Sermons

Summary: We have many challenges laid before us in life. Isaac is a classic example of preserving in faith in the midst of all challenges and oppositions in life.

Our journey of faith is filled with many obstacles and challenges. When the challenges are caused by nature or sickness or any other natural cause we will somehow swim through the challenges. But when the challenges are raised by people, that is when most of us call it a quit by backing of from pursuing further the promises of God in our life.

Whenever you attempt anything worthwhile, there will always be those critics who say, “It can’t be done.” There will always be those who oppose. There will always be those who fight you. But that doesn’t need to stop you from doing what you know God has called you to do.

The question is: What do you do, as people of faith, when opposition comes? What do you do when the critics try to shut you down? What do you do when your opposition tries to frustrate or discredit what God wants to do through you? Well, I invite you to turn with me to Genesis 26, Genesis 26, where Isaac, a man of faith, faces opposition from the Philistines.

Genesis 26:1 – tell us that Isaac had to move to Gerar due to a famine. Famine is a very big challenge of the nature for mankind during those days because they solely depended on agriculture and livestock. Without water everything will literally die.

Vs. 2-3: God commands Isaac not to go to Egypt despise their prosperity there but to sojourn at Gerar (the Philistines territory) until God blesses him and fulfill his promises to Abraham.

Genesis 26:12 And Isaac sowed in that land and reaped in the same year a hundredfold. The LORD blessed him.

Now, the normal yield in a good year was 25 to 50-fold. Isaac reaped 100-fold – i.e., 100 times what he planted! Humanly speaking it’s an impossible harvest to achieve. This is surely Divine intervention!

Genesis 26:13-14 ...and the man became rich, and gained more and more until he became very wealthy. He had possessions of flocks and herds and many servants, so that the Philistines envied him.

Because God was with Isaac and blessed the labor of HIS hands, he prospered in the foreign land to a point that the Philistines became absolutely jealous of him.

Vs.15 Now the Philistines had stopped and filled with earth all the wells that his father’s servants had dug in the days of Abraham his father.

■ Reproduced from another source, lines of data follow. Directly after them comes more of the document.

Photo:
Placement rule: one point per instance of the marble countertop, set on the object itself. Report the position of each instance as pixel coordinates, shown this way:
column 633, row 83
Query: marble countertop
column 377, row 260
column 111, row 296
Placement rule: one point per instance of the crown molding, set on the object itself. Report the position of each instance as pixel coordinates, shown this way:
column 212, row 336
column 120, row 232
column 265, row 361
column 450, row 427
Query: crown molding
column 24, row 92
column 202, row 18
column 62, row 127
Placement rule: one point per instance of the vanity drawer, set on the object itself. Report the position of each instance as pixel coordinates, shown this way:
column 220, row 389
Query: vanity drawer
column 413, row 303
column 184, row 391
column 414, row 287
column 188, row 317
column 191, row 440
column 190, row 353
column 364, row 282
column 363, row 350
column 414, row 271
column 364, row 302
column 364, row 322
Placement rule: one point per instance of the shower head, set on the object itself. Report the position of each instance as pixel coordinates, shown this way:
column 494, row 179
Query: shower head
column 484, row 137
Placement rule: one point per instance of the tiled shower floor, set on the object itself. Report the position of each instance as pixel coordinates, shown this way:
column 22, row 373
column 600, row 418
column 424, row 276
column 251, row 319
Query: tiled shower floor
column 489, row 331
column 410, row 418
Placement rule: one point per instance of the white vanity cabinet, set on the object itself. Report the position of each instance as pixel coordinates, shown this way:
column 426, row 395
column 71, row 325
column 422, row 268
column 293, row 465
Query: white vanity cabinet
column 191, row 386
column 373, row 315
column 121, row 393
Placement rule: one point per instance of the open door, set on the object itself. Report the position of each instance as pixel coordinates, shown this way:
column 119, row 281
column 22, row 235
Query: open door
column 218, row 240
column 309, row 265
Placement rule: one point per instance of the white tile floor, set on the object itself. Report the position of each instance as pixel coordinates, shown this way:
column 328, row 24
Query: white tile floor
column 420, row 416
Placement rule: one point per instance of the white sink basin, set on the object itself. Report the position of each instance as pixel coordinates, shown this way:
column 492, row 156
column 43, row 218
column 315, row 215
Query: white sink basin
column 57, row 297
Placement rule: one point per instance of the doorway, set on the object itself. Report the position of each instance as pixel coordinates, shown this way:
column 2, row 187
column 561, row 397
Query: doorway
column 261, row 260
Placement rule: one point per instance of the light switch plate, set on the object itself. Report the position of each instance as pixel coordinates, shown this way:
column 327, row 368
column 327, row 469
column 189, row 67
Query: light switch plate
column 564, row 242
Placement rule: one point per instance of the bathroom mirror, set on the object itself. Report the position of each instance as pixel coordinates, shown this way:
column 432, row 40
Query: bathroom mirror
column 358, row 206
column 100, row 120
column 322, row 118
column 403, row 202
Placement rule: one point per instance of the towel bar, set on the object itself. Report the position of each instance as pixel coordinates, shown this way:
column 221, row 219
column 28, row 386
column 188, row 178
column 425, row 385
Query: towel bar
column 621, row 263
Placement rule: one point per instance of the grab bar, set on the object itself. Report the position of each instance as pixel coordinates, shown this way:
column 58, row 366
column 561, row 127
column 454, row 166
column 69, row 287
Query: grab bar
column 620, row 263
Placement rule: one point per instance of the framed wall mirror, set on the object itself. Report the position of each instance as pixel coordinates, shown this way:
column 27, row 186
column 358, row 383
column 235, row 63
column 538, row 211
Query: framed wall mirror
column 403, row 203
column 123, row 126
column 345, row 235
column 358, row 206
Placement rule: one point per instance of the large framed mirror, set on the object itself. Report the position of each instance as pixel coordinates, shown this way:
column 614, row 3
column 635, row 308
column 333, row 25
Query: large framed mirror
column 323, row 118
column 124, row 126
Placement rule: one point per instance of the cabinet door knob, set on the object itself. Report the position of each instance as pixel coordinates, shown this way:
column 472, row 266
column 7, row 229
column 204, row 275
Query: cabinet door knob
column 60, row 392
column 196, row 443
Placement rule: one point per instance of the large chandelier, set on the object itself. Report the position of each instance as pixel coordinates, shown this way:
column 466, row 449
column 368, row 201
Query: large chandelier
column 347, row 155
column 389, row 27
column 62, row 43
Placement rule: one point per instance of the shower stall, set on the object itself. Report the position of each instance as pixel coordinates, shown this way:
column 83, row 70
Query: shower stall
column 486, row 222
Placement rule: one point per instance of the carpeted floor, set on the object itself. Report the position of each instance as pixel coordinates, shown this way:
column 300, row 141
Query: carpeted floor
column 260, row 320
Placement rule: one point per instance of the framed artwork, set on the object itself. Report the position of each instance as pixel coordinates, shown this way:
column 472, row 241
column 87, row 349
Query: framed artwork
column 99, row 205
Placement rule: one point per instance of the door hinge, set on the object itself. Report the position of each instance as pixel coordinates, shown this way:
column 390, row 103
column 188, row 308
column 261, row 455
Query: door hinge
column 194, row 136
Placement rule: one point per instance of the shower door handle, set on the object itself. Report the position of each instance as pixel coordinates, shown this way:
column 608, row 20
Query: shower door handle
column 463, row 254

Now remember, these are days of drought and famine (vs.1). Water is very rare commodity, so these wells are very important! The Philistines are trying to starve Isaac out of existence, because they are envious of his success. They knew the only way to stop Isaac’s growth was to cut the water supply. The crops will die and Isaac will have to leave the place or starve to death.

Eventually we read in vs. 16 that Abimelech chased Isaac of the land because in a land with limited resources, there is not enough to sustain both Abimelech people and Isaac’s vast and growing household. The one who once supported Isaac, now chases him away after seeing God’s blessings in Isaac’s life – isn’t this common to us as well? Jealousy!

Vs.17-19 tells us that Isaac without any argument with Abimelech moves on to the Valley of Gerar and settled there. And Isaac dug again the wells of water that had been dug in the days of Abraham his father, which the Philistines had stopped after the death of Abraham. And he gave them the names that his father had given them.

Because the Lord was with Isaac, he prospered wherever he went.

Genesis 26:19 But when Isaac’s servants dug in the valley and found there a well of spring water. The locals stopped digging the well after the death of Abraham because they could not find water there. But when Isaac dicked it, he found a spring water. Why? Because God was with Isaac and His promises was before Isaac. Our God is a promise keeping God. What is impossible for others, will become possible for His promise people.

Literally, a well of living water. This was a new well with running water – a very valuable and important find in the midst of drought. The source was never established by the locals until Isaac’s men discovered it, but the moment the new and fresh source of water was established, locals picked a fight with Isaac’s people and claimed ownership over the well and the water source (Esek). What was Isaac’s response in the midst of this second opposition? Did he fight for his legitimate rights to the well and the water? No, he moved on trusting God.

Vs. 21 – He moved on and got back into another round of hardwork to dig another well (Sitnah). And there again the locals came a picked a fight against Isaac and his people!